Today, thanks to big data, both the Democratic and Republican Parties believe they know everything about the American voter. If you’re a U.S. citizen who has disclosed personal information to a company or organization ranging from the NRA to your local CVS, odds are that this data has been sold to the two major political parties to help them frame, shape and refine their messaging. These political databases now contain information about more than 195 million registered and unregistered U.S. voters, up to and including their ages, addresses, ethnicities and educational levels.
But do the Democratic and Republican Parties and candidates really know as much as they think they do about the U.S. electorate? Chances are they don’t.
Big Data has fooled us into believing that at long last we’re omniscient. Not true. Big Data records what people say they want, but we all know how different that can be from the truth. Voters may brag to their friends that they support edgier candidates like Donald Trump or Bernie Sanders, and then behind the voter-booth curtains make the rational choice—as Hillary Clinton has positioned herself—or, alternately, vote for a Republican candidate like John Kasich or Jeb Bush, who may be less than fashionable to support publicly among their friends. Similarly, we all know how different our true selves and lives are from what we project on Facebook.

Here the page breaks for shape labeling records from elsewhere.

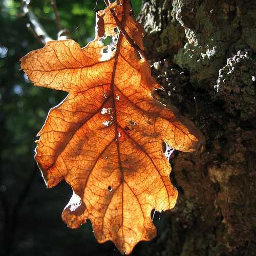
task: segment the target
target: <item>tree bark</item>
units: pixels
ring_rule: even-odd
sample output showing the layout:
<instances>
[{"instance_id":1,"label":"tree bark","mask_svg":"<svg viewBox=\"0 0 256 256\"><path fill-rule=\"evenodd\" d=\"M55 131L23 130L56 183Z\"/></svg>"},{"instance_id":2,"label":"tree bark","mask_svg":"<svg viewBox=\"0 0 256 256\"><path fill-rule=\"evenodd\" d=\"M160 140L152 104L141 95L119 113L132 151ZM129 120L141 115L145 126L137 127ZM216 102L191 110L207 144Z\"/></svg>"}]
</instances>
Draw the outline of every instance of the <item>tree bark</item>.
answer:
<instances>
[{"instance_id":1,"label":"tree bark","mask_svg":"<svg viewBox=\"0 0 256 256\"><path fill-rule=\"evenodd\" d=\"M161 100L193 120L206 142L172 156L177 205L150 246L135 250L256 255L256 2L146 0L138 19Z\"/></svg>"}]
</instances>

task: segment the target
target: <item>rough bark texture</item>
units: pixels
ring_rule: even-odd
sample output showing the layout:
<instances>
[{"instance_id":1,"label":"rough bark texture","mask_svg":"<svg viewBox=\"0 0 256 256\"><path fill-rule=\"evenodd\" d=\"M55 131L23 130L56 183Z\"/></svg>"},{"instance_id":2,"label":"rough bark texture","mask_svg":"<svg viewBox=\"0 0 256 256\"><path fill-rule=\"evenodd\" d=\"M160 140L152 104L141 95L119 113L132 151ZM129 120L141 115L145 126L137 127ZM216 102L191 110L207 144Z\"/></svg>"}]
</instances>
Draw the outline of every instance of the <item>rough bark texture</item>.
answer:
<instances>
[{"instance_id":1,"label":"rough bark texture","mask_svg":"<svg viewBox=\"0 0 256 256\"><path fill-rule=\"evenodd\" d=\"M206 142L172 157L178 203L151 246L135 250L255 255L256 2L144 1L138 18L162 101L193 120Z\"/></svg>"}]
</instances>

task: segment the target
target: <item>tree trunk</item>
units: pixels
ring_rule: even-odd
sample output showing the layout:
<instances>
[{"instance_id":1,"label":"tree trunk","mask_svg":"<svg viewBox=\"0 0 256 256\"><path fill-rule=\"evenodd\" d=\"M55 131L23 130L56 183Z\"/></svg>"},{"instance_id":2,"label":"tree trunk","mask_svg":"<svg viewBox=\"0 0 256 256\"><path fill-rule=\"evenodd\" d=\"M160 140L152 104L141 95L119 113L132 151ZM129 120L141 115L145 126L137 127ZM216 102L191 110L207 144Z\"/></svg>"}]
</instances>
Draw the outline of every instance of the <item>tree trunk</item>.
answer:
<instances>
[{"instance_id":1,"label":"tree trunk","mask_svg":"<svg viewBox=\"0 0 256 256\"><path fill-rule=\"evenodd\" d=\"M256 255L256 2L144 1L138 19L161 100L205 144L172 156L177 203L136 252Z\"/></svg>"}]
</instances>

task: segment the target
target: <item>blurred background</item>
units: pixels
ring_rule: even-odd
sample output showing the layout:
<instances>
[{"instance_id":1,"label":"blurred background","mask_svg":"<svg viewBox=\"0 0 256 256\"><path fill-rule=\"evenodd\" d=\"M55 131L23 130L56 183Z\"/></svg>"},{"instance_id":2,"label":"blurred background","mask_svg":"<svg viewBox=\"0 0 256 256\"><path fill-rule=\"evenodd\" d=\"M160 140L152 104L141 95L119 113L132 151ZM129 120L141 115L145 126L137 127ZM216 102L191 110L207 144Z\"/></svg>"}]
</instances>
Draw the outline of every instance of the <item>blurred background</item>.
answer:
<instances>
[{"instance_id":1,"label":"blurred background","mask_svg":"<svg viewBox=\"0 0 256 256\"><path fill-rule=\"evenodd\" d=\"M94 37L96 2L57 1L61 26L82 47ZM98 2L97 9L103 8ZM141 2L132 0L135 15ZM0 255L120 255L111 242L97 243L90 222L76 230L66 226L61 214L72 190L65 182L47 189L34 160L36 134L66 93L33 86L20 70L19 59L42 47L28 28L22 5L0 1ZM50 1L33 0L28 7L56 39Z\"/></svg>"}]
</instances>

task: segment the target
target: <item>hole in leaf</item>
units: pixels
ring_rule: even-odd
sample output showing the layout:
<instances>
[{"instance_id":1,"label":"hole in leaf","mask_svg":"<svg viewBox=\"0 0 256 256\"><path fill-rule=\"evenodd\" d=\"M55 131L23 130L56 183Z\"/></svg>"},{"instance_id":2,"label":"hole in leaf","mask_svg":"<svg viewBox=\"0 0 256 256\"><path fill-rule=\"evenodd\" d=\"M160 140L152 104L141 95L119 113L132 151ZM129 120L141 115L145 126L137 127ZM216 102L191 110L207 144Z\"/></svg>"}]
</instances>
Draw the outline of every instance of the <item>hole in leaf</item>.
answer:
<instances>
[{"instance_id":1,"label":"hole in leaf","mask_svg":"<svg viewBox=\"0 0 256 256\"><path fill-rule=\"evenodd\" d=\"M138 58L139 58L139 59L141 59L142 58L142 57L141 57L141 55L140 54L140 53L138 51L136 51L136 54L137 54L137 56L138 56Z\"/></svg>"},{"instance_id":2,"label":"hole in leaf","mask_svg":"<svg viewBox=\"0 0 256 256\"><path fill-rule=\"evenodd\" d=\"M102 42L104 46L109 46L113 44L113 37L109 36L105 38L102 38L102 39L101 39L101 41Z\"/></svg>"},{"instance_id":3,"label":"hole in leaf","mask_svg":"<svg viewBox=\"0 0 256 256\"><path fill-rule=\"evenodd\" d=\"M130 124L132 126L134 126L135 124L136 124L136 123L135 123L135 122L133 121L133 120L131 120L130 122L129 122L129 124Z\"/></svg>"},{"instance_id":4,"label":"hole in leaf","mask_svg":"<svg viewBox=\"0 0 256 256\"><path fill-rule=\"evenodd\" d=\"M169 160L172 155L174 153L175 150L168 145L166 142L163 141L162 144L162 147L164 155L166 157L167 159Z\"/></svg>"}]
</instances>

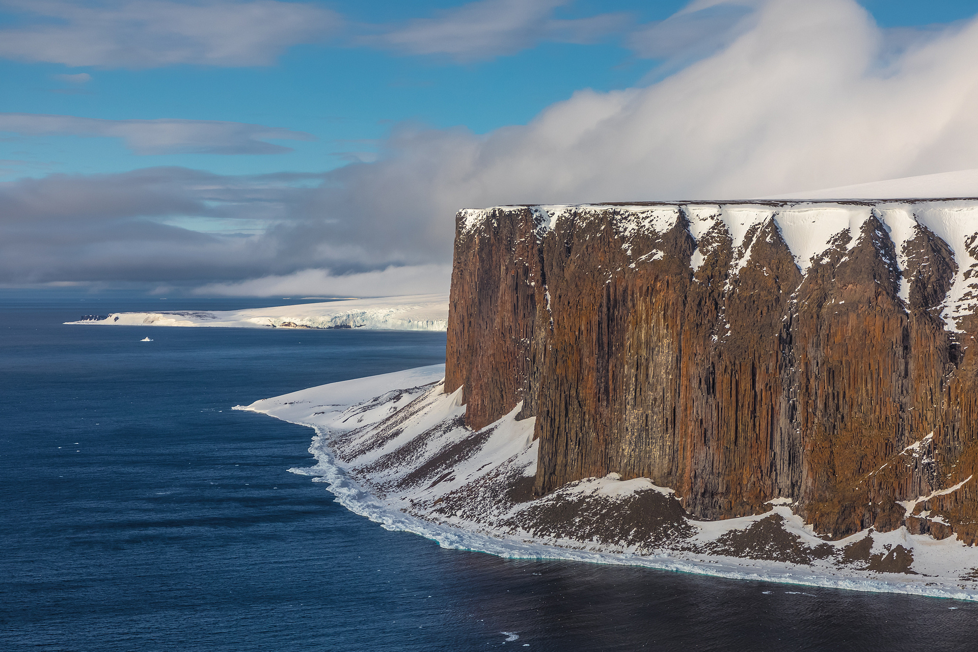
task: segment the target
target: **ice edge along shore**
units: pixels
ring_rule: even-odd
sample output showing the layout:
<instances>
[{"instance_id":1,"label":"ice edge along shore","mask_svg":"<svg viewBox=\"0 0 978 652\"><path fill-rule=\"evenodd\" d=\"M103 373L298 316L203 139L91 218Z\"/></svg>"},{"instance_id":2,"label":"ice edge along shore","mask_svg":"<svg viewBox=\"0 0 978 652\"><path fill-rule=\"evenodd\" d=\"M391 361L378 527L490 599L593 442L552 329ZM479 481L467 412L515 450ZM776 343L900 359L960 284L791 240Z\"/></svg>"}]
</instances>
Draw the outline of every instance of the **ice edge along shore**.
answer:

Big-brand consumer marketers have already found out that big data alone can’t tell them what consumers really want. Nor are they shy about inspecting consumers’ bedrooms and kitchens and analyzing music and media habits in search of “small data,” subconscious behavioral clues that tell them things big data can’t.
No, Trump and Clinton probably have no plans to rifle through your sweater drawer, or analyze the figurines on your dresser, but their campaigns need to face the fact that the Big Data revolution has its limits, and that if we think it provides all the facts, the consequences are risky. If Clinton’s campaign had looked behind big data to better understand voters, it could have recognized much earlier on the candidate’s lack of popularity among young women, and that running as the “safe” candidate would take all the excitement out of her campaign. And rather than skipping the debate preceding the Iowa caucuses in which he fared so poorly, Trump may have elected instead to participate.
If the candidates want to understand—and cater to—the desires of voters, they need to look beyond the data trail. Do you really think candidates in possession of reams of data they purchased about you really know who you are, and what you want? If we automate and data-fy the human process of connecting with voters, rather than electing a candidate who truly understands us, we might as well elect a robot.